Giró sobre sus talones hacia la fila de curiosos que, a la distancia, intentaban atisbar entre la multitud.
—Quiero hablar con todos los que estuvieron cerca de ella en las últimas veinticuatro horas —ordenó—. Amigos, enemigos, profesores… todos.
Y así empezó el desfile.
Primero, una chica de cabello teñido de rojo, brazos cruzados, con las mejillas húmedas y los ojos encendidos de ira: Jazmín Ramírez, la compañera de cuarto. Cada tanto se secaba una lágrima y murmuraba para sí, “maldita, maldita”.
El inspector la observó de reojo mientras tomaba notas. Había algo en la forma en que apretaba los puños que no pasaba desapercibido.
Después vino Marco Santoro, impecable como siempre, con la chaqueta del consejo estudiantil y un falso gesto de consternación. Evitó mirar el cadáver cuando pasó junto a la cancha, pero sudaba a chorros.
Luego, Diego Álvarez, el profesor de literatura. Parecía más viejo de lo que sus cuarenta y tantos años sugerían, con ojeras profundas y las manos temblorosas. Se aclaró la garganta varias veces antes de siquiera atreverse a levantar la vista hacia el inspector.
El siguiente en la fila era Raúl Medina, el entrenador. El mismo que había encontrado el cuerpo. Tenía los ojos rojos, pero no de llorar: de rabia contenida. Apretaba los dientes mientras relataba cómo había llegado a la cancha esa mañana y encontrado a Sophia tirada allí, “como si fuera basura”.
Le siguió Valentina Torres, elegante y serena, aunque su mirada parecía atravesar a todos los presentes con una frialdad helada. No había ni un atisbo de tristeza en ella; solo algo parecido a satisfacción.
Por último, un hombre mayor, con las manos callosas y la gorra apretada sobre la cabeza: Pedro Rojas, el jardinero. Caminaba con la cabeza gacha, mascullando que no tenía nada que ver, que él solo estaba “cumpliendo con su trabajo”.
El inspector León cerró su cuaderno y los miró a todos.
—Bien —dijo, con un tono neutro—. Ustedes seis se quedarán a disposición mientras continuamos la investigación. No se alejen del campus.

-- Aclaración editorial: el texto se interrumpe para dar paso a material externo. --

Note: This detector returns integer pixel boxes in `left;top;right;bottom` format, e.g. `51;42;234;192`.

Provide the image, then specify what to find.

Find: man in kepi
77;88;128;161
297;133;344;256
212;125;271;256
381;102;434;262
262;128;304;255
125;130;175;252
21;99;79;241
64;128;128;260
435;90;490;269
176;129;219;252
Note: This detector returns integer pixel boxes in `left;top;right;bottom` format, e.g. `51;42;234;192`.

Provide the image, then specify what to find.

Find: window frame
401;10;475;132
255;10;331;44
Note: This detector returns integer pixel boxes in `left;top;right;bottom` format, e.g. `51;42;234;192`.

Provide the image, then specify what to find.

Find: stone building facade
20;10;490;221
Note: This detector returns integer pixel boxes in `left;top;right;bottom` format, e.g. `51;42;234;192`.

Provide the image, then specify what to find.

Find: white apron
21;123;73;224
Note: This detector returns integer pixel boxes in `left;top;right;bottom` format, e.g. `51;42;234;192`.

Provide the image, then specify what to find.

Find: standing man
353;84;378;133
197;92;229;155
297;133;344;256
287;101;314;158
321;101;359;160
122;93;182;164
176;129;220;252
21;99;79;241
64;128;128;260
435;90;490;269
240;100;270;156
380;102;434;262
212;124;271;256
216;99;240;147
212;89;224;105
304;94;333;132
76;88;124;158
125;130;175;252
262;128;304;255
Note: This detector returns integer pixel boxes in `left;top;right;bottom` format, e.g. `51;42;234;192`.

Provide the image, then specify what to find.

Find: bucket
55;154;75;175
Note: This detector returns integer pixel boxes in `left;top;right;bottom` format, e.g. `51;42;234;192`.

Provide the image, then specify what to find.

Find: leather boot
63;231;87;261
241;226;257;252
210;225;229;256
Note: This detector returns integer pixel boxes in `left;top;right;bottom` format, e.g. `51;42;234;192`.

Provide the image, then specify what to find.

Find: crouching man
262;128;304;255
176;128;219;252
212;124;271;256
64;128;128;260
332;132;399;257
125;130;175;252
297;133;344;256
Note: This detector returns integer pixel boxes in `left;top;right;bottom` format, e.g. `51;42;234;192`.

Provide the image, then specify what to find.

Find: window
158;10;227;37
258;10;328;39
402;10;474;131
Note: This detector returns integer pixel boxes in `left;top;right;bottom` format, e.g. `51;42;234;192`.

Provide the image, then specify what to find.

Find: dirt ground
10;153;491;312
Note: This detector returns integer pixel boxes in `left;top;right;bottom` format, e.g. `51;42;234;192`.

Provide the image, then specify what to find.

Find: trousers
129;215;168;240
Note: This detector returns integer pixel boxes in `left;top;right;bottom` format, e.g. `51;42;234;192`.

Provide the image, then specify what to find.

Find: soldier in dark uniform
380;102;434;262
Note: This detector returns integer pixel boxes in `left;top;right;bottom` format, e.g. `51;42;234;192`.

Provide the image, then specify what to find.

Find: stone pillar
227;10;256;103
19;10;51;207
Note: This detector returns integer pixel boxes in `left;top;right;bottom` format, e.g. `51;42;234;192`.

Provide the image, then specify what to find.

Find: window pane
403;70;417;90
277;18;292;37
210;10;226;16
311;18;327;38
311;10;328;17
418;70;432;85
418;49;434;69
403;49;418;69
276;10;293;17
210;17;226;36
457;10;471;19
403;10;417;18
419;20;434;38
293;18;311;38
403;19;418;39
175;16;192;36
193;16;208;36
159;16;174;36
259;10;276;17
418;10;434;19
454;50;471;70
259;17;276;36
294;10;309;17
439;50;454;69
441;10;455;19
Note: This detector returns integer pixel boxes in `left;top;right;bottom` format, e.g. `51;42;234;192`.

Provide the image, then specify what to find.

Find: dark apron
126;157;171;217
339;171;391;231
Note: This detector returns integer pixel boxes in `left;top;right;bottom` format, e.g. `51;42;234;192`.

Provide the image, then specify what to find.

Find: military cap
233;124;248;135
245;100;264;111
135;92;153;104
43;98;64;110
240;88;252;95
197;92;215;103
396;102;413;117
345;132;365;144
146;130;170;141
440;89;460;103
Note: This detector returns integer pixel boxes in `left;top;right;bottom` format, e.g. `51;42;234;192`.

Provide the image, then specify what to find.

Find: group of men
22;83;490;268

Sus ojos se deslizaron por cada uno de ellos, deteniéndose un segundo más en Jazmín, luego en Marco, después en Valentina. Como si ya supiera algo que los demás ignoraban.
—Lo que quiero saber —añadió, dejando escapar un largo suspiro— es quién de ustedes… finalmente decidió hacerlo.
Se dio la vuelta y caminó hacia la escena del crimen mientras los seis se quedaban en silencio, intercambiando miradas llenas de desconfianza.
En el aire, sobre el olor a pasto y sangre, se percibía algo más: la certeza de que, en ese grupo, estaba el asesino.
Y también, el miedo a ser el próximo.